MISECELÁNEA
LENGUAS VIVAS
LUIS SAGASTI
(Eterna cadencia – Buenos Aires)
El autor de este texto erudito e inclasificable que, como la galera de un mago, despliega pequeños relatos enhebrados, construye un tapiz cuyo leitmotiv es el campo de la lengua en toda su dimensión material.
Pero no es el metalenguaje, ese “intento de explicar botánica con flores de plástico”, el camino que elige, sino la composición poética con fragmentos yuxtapuestos, como el recuerdo de la letra redonda de la maestra de primer grado que nos deja extasiados, junto al pizarrón borroneado por Wittgenstein durante la explicación de su Tractatus o al pizarrón gigante, escrito en su totalidad por un maestro chino, con las transformaciones culturales de su país.
Descubre en la lengua Amhárica, de la sabana africana, letras como huellas de animales, escritas de izquierda a derecha, “como avanza la noche en un mapa”, al revés del árabe, cuya escritura recuerda a “un oleaje que avanza con el sol”.

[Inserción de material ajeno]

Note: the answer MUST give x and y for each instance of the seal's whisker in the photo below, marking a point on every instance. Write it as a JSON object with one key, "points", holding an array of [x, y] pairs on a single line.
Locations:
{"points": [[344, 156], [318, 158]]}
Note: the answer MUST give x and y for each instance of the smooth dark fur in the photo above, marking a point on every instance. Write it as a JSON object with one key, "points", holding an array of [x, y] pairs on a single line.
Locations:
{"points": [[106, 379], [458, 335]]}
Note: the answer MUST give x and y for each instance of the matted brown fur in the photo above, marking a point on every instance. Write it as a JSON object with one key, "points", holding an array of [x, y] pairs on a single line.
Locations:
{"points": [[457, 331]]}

Encuentra los modos que las mujeres hallaron para preservarse en momentos de peligro, en las lenguas secretas como el Nü shu, el idioma creado por las mujeres en China, en el siglo III, que fuera descubierto en 1984 y mandado a destruir por el PC, en las lenguas asediadas como el selknam, en las inventadas como aquella en la que escribe Agota Kristof su diario íntimo o en los versos de su marido desterrado en Siberia que Nadiehzda Mandelstam recita, mientras atraviesa los pueblos, escapando de la policía, para protegerlos del olvido.
Reconoce en ese palimpsesto que es el manuscrito de un autor, las cicatrices de un cuerpo, con sus tachaduras y enmiendas, donde se puede acceder a su pensamiento en acción y en el manuscrito de Los hermanos Karamazov, con el dibujo de una catedral, el mapa de sus ideas y sostiene que leerlo sin saber ruso mejora la lectura, como cuando imaginamos la letra de una canción cuyo idioma desconocemos. O en el mapa de las constelaciones que guían al viajero para volver a su casa, la pulsión humana por contar historias. Y en la famosa foto de Henri Cartier-Bresson del salto sobre un charco de agua, en el que un cuerpo y su reflejo aparecen apenas separados, la metáfora del ideal de sinonimia que persiguen los diccionarios.
El último capítulo, de una belleza trágica, relata la muerte de su hermano a los 21 años, que lo dejó sin palabras. “De lo que no se puede hablar es mejor callarse la boca” dice el aforismo con el que termina el Tractatus. Quizás este libro sea el largo camino que se propuso desandar desde aquel acontecimiento atroz.